Tumor Re-Biopsy May Be Best Option to Identify Cause of EGFR-TKI Resistance in NSCLC
Not conducting a second tissue biopsy could have dangerous implications for the patient according to a recent article.
Epidermal growth factor receptor (EGFR) tyrosine kinase inhibitors (TKIs) are the best treatment option for patients with non-small cell lung cancer (NSCLC) that harbors EGFR mutations, resulting in significantly improved response and progression-free survival compared with chemotherapy. However, most patients with EGFR-mutant disease treated with EGFR-TKIs will develop a resistance to the drugs within 9 to 14 months.1
Tissue re-biopsy and reevaluation is currently recommended for patients with NSCLC with actionable mutations or histology transformation after the development of resistance to EGFR-TKIs. A recent survey by the National Comprehensive Cancer Network indicated that less than one-third of clinicians conduct a repeat biopsy at disease progression.2
Not conducting a second tissue biopsy could have dangerous implications for the patient, reported Jun Chen, MD, PhD, of the department of lung cancer surgery at Tianjin Medical University General Hospital in China. Dr Chen and colleagues recently published a case report in Thoracic Cancer detailing a 60-year-old patient with left upper lung adenocarcinoma.3
The patient underwent initial treatment with gemcitabine and cisplatin, and was given erlotinib after computed tomography later revealed liver metastasis. Treatment reduced the primary lung tumor and eliminated the liver metastasis, but the original lung tumor started to enlarge and bred an adjacent secondary nodule. Despite developing resistance to erlotinib, the patient refused any other treatment.

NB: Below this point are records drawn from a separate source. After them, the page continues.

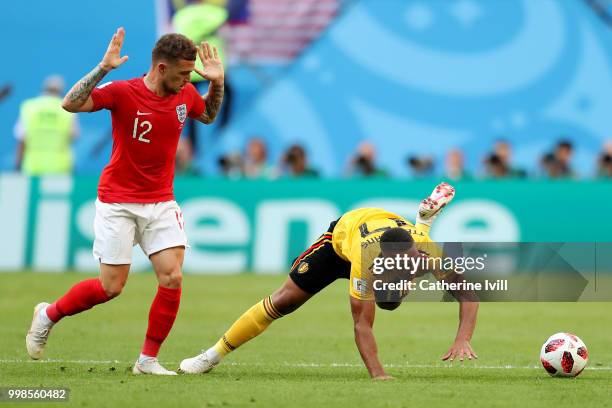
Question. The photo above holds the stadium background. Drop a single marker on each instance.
(415, 78)
(412, 78)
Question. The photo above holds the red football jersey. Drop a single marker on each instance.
(146, 130)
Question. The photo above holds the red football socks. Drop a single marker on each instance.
(82, 296)
(161, 318)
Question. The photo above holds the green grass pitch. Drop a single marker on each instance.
(306, 359)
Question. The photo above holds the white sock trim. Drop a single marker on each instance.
(45, 317)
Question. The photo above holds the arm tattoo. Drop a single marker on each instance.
(213, 100)
(82, 89)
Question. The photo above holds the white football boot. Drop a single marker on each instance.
(431, 207)
(37, 336)
(150, 365)
(198, 364)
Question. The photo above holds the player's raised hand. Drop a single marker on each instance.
(112, 58)
(211, 63)
(460, 349)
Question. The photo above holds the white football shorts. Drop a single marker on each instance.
(118, 227)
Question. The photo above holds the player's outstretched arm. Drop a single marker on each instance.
(213, 71)
(468, 312)
(363, 318)
(78, 99)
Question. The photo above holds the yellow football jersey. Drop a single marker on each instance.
(356, 239)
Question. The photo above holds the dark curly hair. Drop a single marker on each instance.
(174, 47)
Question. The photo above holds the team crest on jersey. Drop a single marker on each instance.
(181, 112)
(303, 268)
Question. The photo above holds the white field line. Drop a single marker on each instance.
(468, 364)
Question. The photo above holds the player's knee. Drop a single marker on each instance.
(284, 303)
(172, 279)
(113, 289)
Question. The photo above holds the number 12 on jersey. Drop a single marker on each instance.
(144, 127)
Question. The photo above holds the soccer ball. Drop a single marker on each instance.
(564, 355)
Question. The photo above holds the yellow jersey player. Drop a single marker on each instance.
(340, 253)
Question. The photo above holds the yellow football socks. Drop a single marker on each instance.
(251, 324)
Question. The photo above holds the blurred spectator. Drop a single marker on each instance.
(558, 163)
(231, 165)
(496, 167)
(604, 162)
(363, 164)
(45, 132)
(256, 161)
(498, 164)
(455, 165)
(550, 166)
(563, 154)
(420, 166)
(295, 164)
(184, 159)
(5, 91)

Eventually left upper lobectomy plus systemic mediastinal lymphadenectomy was performed. Blood circulating tumor DNA testing done prior to surgery showed only EGFR 19 deletion and no T790M mutation ― a well-known mechanism for EGFR-TKI resistance. Re-biopsy after surgery using in-depth genetic and histological analyses showed that the original adenocarcinoma had secondary EGFR exon 20 T790M mutations and the newly developed nodule was a sarcomatoid carcinoma undergoing epithelial–mesenchymal transition (EMT), which shared the same genetic phenotype as the primary adenocarcinoma.